The complaint contains no allegations which suggest that the alleged violation of Plaintiff's constitutional rights was the result of a custom or policy implemented or endorsed by Defendant Warren County or SHP. Accordingly, the Court will dismiss Plaintiff's official-capacity claims against Defendants Wilson and Harmon, as well as his claims against Defendants Warren County and SHP, for failure to state a claim upon which relief may be granted.
2. Individual-Capacity Claims
a. Defendant WCRJ Jailer Harmon
Plaintiff indicates that he seeks to hold Defendant Harmon liable because he failed to take action to help Plaintiff even after Plaintiff filed multiple medical grievances. “The ‘denial of administrative grievances or the failure to act' by prison officials does not subject supervisors to liability under § 1983.” Grinter v. Knight, 532 F.3d 567, 576 (6th Cir. 2008) (quoting Shehee v. Luttrell, 199 F.3d 295, 300 (6th Cir. 1999)). See also Lee v. Mich.
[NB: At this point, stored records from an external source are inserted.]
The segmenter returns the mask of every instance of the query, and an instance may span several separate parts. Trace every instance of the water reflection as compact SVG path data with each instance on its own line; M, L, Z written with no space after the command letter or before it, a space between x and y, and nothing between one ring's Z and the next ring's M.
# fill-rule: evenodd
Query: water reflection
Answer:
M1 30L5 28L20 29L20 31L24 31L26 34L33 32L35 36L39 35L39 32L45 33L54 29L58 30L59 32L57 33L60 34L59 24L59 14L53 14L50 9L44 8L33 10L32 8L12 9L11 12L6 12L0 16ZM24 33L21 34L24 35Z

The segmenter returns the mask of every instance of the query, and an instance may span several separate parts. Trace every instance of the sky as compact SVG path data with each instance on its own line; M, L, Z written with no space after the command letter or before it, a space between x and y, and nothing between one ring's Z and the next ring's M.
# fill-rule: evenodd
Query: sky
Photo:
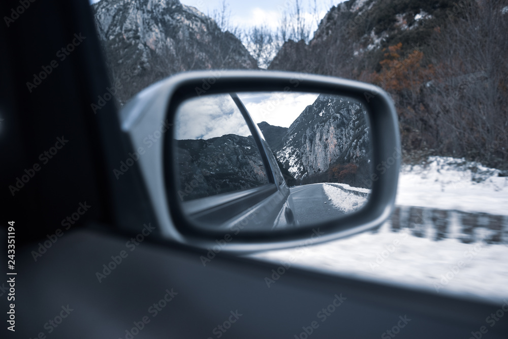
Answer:
M90 4L98 2L97 0L89 0ZM196 7L201 12L209 16L214 10L221 8L223 0L180 0L184 5ZM334 5L344 0L315 0L318 10L318 21L321 21L325 14ZM227 12L231 14L231 20L234 25L245 28L255 25L265 24L272 29L276 28L279 18L284 11L291 13L295 0L256 0L255 2L226 0ZM306 13L308 22L313 22L312 32L317 28L318 23L311 14L313 12L314 0L300 0L301 6Z
M238 93L256 124L266 121L289 127L317 99L315 93ZM225 134L250 135L240 110L229 94L203 96L183 102L176 114L176 139L207 140Z

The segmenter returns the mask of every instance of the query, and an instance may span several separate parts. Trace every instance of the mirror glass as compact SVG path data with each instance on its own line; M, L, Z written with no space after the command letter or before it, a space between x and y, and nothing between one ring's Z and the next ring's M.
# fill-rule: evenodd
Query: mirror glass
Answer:
M255 232L315 225L360 209L372 185L365 109L352 98L317 93L184 101L173 140L184 214L198 228Z

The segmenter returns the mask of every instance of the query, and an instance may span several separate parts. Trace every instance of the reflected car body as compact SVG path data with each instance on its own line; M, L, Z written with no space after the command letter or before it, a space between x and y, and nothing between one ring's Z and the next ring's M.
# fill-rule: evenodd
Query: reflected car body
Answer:
M139 117L137 115L143 114L137 108L149 107L150 103L156 102L157 97L160 96L157 90L158 87L156 84L149 87L136 96L122 110L122 126L128 133L131 132L131 129L135 125L130 121L137 120ZM298 221L293 212L292 198L273 152L240 99L236 94L230 95L250 131L253 139L252 144L255 144L252 146L257 147L259 151L268 183L248 189L215 195L205 193L202 197L180 201L182 208L192 222L202 225L205 229L231 229L236 232L244 229L270 230L295 227L298 225ZM188 147L190 146L186 146L184 143L175 142L174 147L177 155L177 155L177 159L181 159L181 155ZM233 151L238 152L240 149L236 147ZM225 156L224 153L221 155ZM176 164L178 162L175 161L175 164L166 166L177 167ZM195 177L196 185L199 184L200 181L206 180L201 174ZM189 191L193 189L188 183L184 185L178 182L176 184L180 187L180 197L187 195L184 190L186 186Z

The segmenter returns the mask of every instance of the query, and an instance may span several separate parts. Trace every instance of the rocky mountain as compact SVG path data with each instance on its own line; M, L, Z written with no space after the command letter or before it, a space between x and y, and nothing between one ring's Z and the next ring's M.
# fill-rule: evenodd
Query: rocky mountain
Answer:
M353 99L319 96L290 126L277 159L296 178L337 165L367 167L371 147L364 114Z
M177 72L258 68L240 40L178 0L101 0L92 7L120 103Z
M182 201L268 183L252 136L226 134L207 140L176 141Z
M276 153L284 146L282 138L288 133L287 127L274 126L266 121L260 122L258 127L274 153Z
M452 0L349 0L332 7L308 44L286 42L268 69L358 78L379 70L391 45L401 43L404 54L426 49L436 27L464 12Z
M268 69L383 88L404 162L464 157L506 169L508 148L489 145L506 135L508 39L497 37L507 18L505 0L349 0L330 10L308 43L286 42Z

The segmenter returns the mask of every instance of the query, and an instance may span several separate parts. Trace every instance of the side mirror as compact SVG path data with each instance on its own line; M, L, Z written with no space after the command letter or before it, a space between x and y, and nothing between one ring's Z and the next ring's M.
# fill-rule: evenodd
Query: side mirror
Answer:
M134 149L146 153L139 166L168 238L281 248L370 229L393 208L398 127L391 100L374 86L189 72L148 87L121 113Z

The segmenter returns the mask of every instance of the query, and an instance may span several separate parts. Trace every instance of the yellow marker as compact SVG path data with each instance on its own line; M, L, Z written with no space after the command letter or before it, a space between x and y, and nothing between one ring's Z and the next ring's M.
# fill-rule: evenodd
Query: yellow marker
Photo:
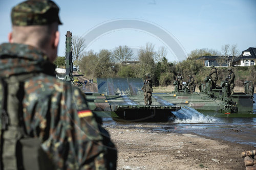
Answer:
M92 116L93 115L93 113L90 110L81 110L78 111L78 117L84 117L87 116Z

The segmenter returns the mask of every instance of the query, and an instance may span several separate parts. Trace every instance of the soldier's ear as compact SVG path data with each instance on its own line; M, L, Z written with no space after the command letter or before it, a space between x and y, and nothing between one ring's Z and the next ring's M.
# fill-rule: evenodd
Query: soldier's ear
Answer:
M10 43L13 43L13 38L12 38L12 32L8 34L8 41Z

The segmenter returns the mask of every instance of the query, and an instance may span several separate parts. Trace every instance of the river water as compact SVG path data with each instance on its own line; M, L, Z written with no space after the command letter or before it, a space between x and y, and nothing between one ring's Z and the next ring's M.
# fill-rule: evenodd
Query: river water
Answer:
M256 102L256 93L253 96ZM256 114L256 103L253 112ZM203 116L195 110L193 115L186 119L164 123L118 123L111 118L103 118L103 120L104 126L147 129L159 133L194 133L256 147L256 118L217 118Z

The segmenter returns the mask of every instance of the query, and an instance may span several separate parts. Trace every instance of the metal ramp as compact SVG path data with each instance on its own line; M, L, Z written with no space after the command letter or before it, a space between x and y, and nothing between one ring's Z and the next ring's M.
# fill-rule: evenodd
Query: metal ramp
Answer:
M97 78L98 91L110 95L143 95L141 78Z

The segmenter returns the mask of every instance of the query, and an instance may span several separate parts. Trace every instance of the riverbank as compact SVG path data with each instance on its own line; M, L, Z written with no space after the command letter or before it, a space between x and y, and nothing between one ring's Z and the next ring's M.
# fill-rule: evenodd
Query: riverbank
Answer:
M118 150L117 169L245 169L241 152L254 149L190 134L105 128Z

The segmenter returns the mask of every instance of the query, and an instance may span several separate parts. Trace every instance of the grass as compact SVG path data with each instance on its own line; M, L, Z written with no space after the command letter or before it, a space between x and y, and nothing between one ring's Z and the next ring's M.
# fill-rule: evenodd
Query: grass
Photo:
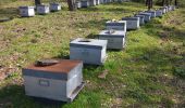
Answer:
M69 42L77 37L97 38L108 19L120 19L145 10L125 2L21 18L12 10L29 1L0 6L0 66L8 77L0 83L3 108L110 108L185 107L185 11L178 9L155 18L127 35L123 51L108 51L103 66L85 66L87 82L72 104L25 96L21 69L39 58L69 57ZM65 4L64 4L65 5ZM98 78L104 70L106 79ZM1 70L0 70L1 71ZM2 71L1 71L2 72Z

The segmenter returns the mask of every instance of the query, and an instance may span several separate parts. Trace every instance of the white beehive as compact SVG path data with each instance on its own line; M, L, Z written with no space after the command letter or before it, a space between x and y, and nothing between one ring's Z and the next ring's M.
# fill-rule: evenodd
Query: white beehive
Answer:
M145 15L144 21L145 21L146 23L148 23L148 22L151 21L151 14L150 14L150 13L139 13L138 15Z
M145 15L135 15L135 17L139 17L139 25L145 24Z
M151 14L151 18L156 17L156 11L145 11L146 13L150 13Z
M60 11L61 4L59 3L50 3L50 11Z
M37 13L38 14L48 14L49 11L49 5L45 5L45 4L39 4L37 5Z
M122 21L126 21L126 29L138 29L139 26L139 17L123 17Z
M48 66L23 68L25 93L28 96L72 102L83 89L83 62L58 59Z
M126 21L108 21L106 23L106 29L126 31Z
M89 0L89 3L91 6L95 6L96 5L96 0Z
M22 17L35 16L34 6L20 6L20 14Z
M107 40L78 38L70 42L70 59L102 65L106 62Z
M122 30L102 30L99 39L108 40L107 49L122 50L125 48L126 32Z
M77 1L77 2L76 2L76 8L77 8L77 9L81 9L81 8L82 8L81 1Z
M162 16L162 10L156 10L156 16L161 17Z
M96 5L99 5L100 4L100 0L96 0Z
M81 1L81 6L82 8L88 8L90 5L89 1L85 0L85 1Z
M162 11L162 14L165 14L165 13L166 13L166 9L165 9L165 8L160 8L159 10Z

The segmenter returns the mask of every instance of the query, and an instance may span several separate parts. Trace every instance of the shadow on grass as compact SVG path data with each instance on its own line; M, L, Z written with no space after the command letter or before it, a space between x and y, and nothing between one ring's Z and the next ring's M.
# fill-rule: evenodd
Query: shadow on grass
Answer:
M8 85L0 89L0 107L2 108L59 108L66 103L29 97L24 86Z
M0 23L8 22L18 17L18 10L16 8L0 9Z

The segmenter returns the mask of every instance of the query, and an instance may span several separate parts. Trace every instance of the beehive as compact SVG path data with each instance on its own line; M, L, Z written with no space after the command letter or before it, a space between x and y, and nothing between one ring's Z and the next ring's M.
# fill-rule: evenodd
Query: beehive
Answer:
M20 6L20 14L22 17L35 16L35 8L34 6Z
M156 10L156 16L161 17L162 16L162 10Z
M108 21L106 23L106 29L126 31L126 21Z
M100 0L96 0L96 5L99 5L100 4Z
M145 11L146 13L150 13L151 14L151 18L156 17L156 11Z
M59 3L50 3L50 11L60 11L61 4Z
M139 28L139 17L123 17L122 21L126 21L127 30Z
M81 6L82 8L88 8L90 5L88 0L81 1Z
M135 15L135 17L139 17L139 25L145 24L145 15Z
M77 8L77 9L81 9L81 8L82 8L82 6L81 6L81 1L77 1L77 2L76 2L76 8Z
M151 14L150 13L139 13L138 15L145 15L145 23L148 23L151 21Z
M23 68L25 93L28 96L72 102L84 86L83 62L57 59L49 66Z
M108 40L107 49L122 50L125 48L126 32L122 30L102 30L99 33L100 40Z
M91 6L96 5L96 0L89 0Z
M107 40L77 38L70 42L70 59L85 64L102 65L106 62Z
M45 4L39 4L37 5L37 13L38 14L48 14L49 11L49 5L45 5Z

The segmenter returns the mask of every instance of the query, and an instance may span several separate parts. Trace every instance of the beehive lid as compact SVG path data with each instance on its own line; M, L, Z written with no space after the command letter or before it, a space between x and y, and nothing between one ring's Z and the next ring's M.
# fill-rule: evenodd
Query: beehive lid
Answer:
M123 21L139 21L138 17L123 17Z
M18 9L35 9L35 6L20 6Z
M148 13L148 12L141 12L141 13L139 13L139 15L148 15L148 16L151 16L151 13Z
M125 24L126 21L108 21L106 24Z
M57 59L59 63L50 66L36 66L35 64L23 68L23 76L64 79L67 80L70 72L77 66L82 66L81 60Z
M102 49L107 45L107 43L108 43L107 40L77 38L70 42L70 46Z
M125 31L122 30L113 30L113 32L110 32L110 30L102 30L99 33L100 37L109 37L109 38L124 38Z
M145 15L135 15L135 16L136 16L136 17L143 17L143 18L145 17Z

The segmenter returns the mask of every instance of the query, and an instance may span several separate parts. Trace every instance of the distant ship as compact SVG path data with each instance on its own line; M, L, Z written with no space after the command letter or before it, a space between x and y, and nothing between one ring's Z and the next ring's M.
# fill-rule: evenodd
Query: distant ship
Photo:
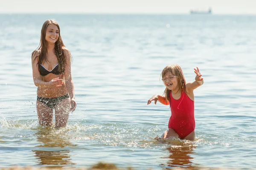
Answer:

Parole Bd., 104 Fed.Appx. 490, 493 (6th Cir. 2004) (“Section 1983 liability may not be imposed simply because a defendant denied an administrative grievance or failed to act based upon information contained in a grievance.”); Nwaebo v. Hawk-Sawyer, 83 Fed.Appx. 85, 86 (6th Cir. 2003) (same).
Thus, Plaintiff's Eighth Amendment claim based upon Defendant Harmon's alleged failure to act upon the information contained in Plaintiff's medical grievances must be dismissed for failure to state a claim upon which relief may be granted.
b. Defendant SHP Nurse Wilson
Upon review, the Court will allow an Eighth Amendment claim for deliberate indifference to Plaintiff's serious medical needs to proceed against Defendant Wilson in her individual capacity.
B. State-Law Negligence Claims
Upon consideration of the allegations set forth in the complaint and amended complaint, the Court will also allow Plaintiff's state-law negligence claims to proceed against all Defendants at this time.
IV.
For the foregoing reasons, IT IS HEREBY ORDERED that Plaintiff's Eighth Amendment claims against Defendants Wilson and Harmon in their official capacities and against Defendants Warren County and SHP are DISMISSED pursuant to 28 U.S.C. § 1915A(b)(1) for failure to state a claim upon which relief may be granted.
The Court will enter a separate Service and Scheduling Order to govern the claims it has allowed to proceed. In allowing these claims to proceed, the Court passes no judgment upon their merit or upon the ultimate outcome of this action.